During the District’s early period, it was governed for a time by five separate local jurisdictions—Washington, Georgetown, Alexandria, and the unincorporated Washington County and Alexandria County.5  In 1871, Congress created a territorial form of government for the District with its own governor and assembly, and the District held a three-day celebration of its “new era.”6 But after three years of corruption, wanton spending, debt, bankruptcy, and public outcry, Congress abolished the territorial government without debate.7 It was replaced with an appointed commission form of government which remained in place until 1967.8 The rationale for this form of local government was Congress’s view that the small District, sparsely populated by persons connected to the new federal government, could as easily be administered by Congress itself.

After the seat of the national government was moved to the District in 1800, District residents were not allowed to vote in national elections.9 This reflected Madison’s view that the proximity of the District’s citizens was enough in itself to ensure that their concerns were well represented to the Congress and President.10 Residents of the District would probably have a greater say than citizens of a distant state, such as Georgia or Rhode Island, that could send voting representatives. Today the same observation might be made in comparing the influence of District residents—whose local paper is Congress’s local paper, and who might greet the President on Georgia Avenue—with that of rural North Dakotans.

By the 1950s, support for some form of local and national representation for the District’s residents began to swell.
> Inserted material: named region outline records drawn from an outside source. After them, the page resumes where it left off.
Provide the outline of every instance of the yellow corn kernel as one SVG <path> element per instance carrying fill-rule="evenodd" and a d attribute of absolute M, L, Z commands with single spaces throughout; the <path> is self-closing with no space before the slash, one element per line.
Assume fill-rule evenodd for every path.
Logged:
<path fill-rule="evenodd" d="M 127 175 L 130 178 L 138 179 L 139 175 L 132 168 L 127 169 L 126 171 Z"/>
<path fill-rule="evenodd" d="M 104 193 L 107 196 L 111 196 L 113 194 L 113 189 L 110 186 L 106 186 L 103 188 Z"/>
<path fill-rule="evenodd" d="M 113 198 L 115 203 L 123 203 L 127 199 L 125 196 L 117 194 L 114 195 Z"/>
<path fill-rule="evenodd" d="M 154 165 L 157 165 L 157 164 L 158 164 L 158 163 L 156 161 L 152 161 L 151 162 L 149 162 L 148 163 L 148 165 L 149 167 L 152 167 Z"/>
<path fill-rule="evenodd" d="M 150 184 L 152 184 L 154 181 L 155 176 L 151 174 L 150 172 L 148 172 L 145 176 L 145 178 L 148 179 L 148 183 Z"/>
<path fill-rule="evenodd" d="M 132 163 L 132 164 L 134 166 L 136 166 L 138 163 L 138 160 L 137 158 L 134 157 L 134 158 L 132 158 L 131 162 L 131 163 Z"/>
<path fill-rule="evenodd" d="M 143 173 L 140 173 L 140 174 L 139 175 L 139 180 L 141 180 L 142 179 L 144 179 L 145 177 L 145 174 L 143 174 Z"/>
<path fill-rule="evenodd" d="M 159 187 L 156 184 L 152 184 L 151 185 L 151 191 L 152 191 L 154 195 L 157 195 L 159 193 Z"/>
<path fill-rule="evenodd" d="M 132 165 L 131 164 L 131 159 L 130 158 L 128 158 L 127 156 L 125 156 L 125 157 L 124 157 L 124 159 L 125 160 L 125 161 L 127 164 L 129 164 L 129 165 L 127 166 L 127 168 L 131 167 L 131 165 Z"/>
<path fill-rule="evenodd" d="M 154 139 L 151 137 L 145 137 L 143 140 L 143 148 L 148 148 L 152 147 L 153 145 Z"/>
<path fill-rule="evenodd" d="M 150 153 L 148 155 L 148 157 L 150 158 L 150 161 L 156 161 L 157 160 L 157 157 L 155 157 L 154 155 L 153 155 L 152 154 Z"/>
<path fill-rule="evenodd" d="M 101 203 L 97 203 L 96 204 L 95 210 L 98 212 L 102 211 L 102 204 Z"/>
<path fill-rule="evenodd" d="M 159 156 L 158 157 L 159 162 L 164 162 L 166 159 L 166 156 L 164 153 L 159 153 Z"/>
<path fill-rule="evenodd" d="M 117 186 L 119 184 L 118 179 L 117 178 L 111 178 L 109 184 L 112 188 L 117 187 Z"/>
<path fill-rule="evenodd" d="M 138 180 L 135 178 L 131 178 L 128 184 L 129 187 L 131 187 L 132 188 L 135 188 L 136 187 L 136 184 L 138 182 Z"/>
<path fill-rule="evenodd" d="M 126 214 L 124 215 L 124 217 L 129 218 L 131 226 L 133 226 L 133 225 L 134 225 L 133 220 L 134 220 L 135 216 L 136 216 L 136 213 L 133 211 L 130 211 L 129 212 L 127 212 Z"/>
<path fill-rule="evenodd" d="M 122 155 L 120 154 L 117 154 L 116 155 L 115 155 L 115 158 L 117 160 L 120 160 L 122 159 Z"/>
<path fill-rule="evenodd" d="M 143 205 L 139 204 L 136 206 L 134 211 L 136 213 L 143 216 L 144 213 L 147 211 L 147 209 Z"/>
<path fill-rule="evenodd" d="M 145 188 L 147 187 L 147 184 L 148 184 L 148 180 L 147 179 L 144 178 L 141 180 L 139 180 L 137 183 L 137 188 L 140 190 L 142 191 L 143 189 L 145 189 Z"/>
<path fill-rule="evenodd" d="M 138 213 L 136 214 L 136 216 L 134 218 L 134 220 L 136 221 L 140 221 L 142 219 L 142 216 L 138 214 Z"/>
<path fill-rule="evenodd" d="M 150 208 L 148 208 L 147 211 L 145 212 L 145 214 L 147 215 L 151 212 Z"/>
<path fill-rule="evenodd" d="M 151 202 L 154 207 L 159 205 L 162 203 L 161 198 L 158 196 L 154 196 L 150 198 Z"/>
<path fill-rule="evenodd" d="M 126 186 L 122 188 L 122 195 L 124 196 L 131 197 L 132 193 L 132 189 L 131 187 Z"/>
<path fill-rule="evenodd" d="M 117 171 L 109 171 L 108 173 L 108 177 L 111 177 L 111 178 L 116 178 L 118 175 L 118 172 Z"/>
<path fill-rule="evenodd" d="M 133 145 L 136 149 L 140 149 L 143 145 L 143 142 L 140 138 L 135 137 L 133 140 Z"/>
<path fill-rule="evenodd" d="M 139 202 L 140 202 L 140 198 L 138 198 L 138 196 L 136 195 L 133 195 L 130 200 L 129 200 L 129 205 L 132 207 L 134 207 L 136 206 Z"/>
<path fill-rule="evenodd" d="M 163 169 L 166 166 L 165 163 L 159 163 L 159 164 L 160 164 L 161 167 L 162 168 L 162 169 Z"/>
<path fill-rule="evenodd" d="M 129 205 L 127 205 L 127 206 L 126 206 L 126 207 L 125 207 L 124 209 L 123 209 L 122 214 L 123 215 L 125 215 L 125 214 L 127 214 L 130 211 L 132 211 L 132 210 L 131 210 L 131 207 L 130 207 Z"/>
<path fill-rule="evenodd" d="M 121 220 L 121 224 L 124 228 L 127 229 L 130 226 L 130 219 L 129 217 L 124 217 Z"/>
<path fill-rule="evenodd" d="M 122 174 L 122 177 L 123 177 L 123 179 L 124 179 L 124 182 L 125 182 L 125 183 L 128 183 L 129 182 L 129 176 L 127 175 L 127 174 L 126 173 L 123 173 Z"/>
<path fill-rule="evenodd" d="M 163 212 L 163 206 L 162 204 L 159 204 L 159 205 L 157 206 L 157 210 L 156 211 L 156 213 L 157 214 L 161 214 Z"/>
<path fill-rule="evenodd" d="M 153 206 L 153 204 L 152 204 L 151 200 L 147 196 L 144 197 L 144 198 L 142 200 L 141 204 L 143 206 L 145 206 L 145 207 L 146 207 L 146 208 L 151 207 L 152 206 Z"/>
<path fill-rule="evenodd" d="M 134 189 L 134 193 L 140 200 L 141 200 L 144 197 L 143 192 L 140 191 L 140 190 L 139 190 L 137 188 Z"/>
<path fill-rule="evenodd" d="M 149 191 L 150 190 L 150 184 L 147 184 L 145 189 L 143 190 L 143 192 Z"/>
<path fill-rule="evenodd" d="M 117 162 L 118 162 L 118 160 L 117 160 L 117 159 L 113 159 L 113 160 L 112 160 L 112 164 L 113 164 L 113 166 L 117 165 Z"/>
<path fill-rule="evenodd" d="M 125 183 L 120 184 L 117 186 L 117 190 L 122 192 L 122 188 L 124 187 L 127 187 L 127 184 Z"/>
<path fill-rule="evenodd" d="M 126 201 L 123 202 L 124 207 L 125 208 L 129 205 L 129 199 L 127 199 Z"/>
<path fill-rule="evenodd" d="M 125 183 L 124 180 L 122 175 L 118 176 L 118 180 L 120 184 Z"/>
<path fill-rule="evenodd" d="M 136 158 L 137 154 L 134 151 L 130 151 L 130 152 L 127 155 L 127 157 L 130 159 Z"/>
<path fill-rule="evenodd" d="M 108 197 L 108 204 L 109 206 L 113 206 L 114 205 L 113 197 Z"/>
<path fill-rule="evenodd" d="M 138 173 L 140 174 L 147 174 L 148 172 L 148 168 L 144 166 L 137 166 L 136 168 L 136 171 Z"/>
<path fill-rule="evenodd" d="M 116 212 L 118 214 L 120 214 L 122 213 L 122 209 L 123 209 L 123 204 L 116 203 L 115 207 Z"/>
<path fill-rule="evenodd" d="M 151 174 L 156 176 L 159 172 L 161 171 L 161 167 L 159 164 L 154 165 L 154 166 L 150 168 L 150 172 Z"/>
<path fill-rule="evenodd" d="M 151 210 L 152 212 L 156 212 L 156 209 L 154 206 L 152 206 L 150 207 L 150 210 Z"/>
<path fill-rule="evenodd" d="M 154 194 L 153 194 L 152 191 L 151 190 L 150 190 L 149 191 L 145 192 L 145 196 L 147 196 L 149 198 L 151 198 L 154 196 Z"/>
President Eisenhower supported Home Rule—the grant of certain powers of local administration to officials elected from the District.11 In 1961, the states ratified the 23rd Amendment, giving District residents for the first time the right to vote for President and Vice President.12 The District was granted Home Rule in 1974, and Walter Washington, previously the Commissioner of the District, became its first modem elected mayor.13 

The most significant modem initiative to provide national voting rights for the District occurred in 1978. A constitutional amendment was proposed, not to make D.C. a state, but rather to grant it a state’s full voting strength in Congress while retaining its legal status as the federal seat of government. The proposed amendment was passed by Congress with the required two-thirds margin and sent to the states for ratification. During the seven-year ratification period, however, only sixteen states approved, so the amendment failed.14 Eleanor Holmes Norton has sponsored the most recent bills, which seek to grant full statehood without an amendment: H.R. 4718 in the last Congress, and the now-pending H.R. 51.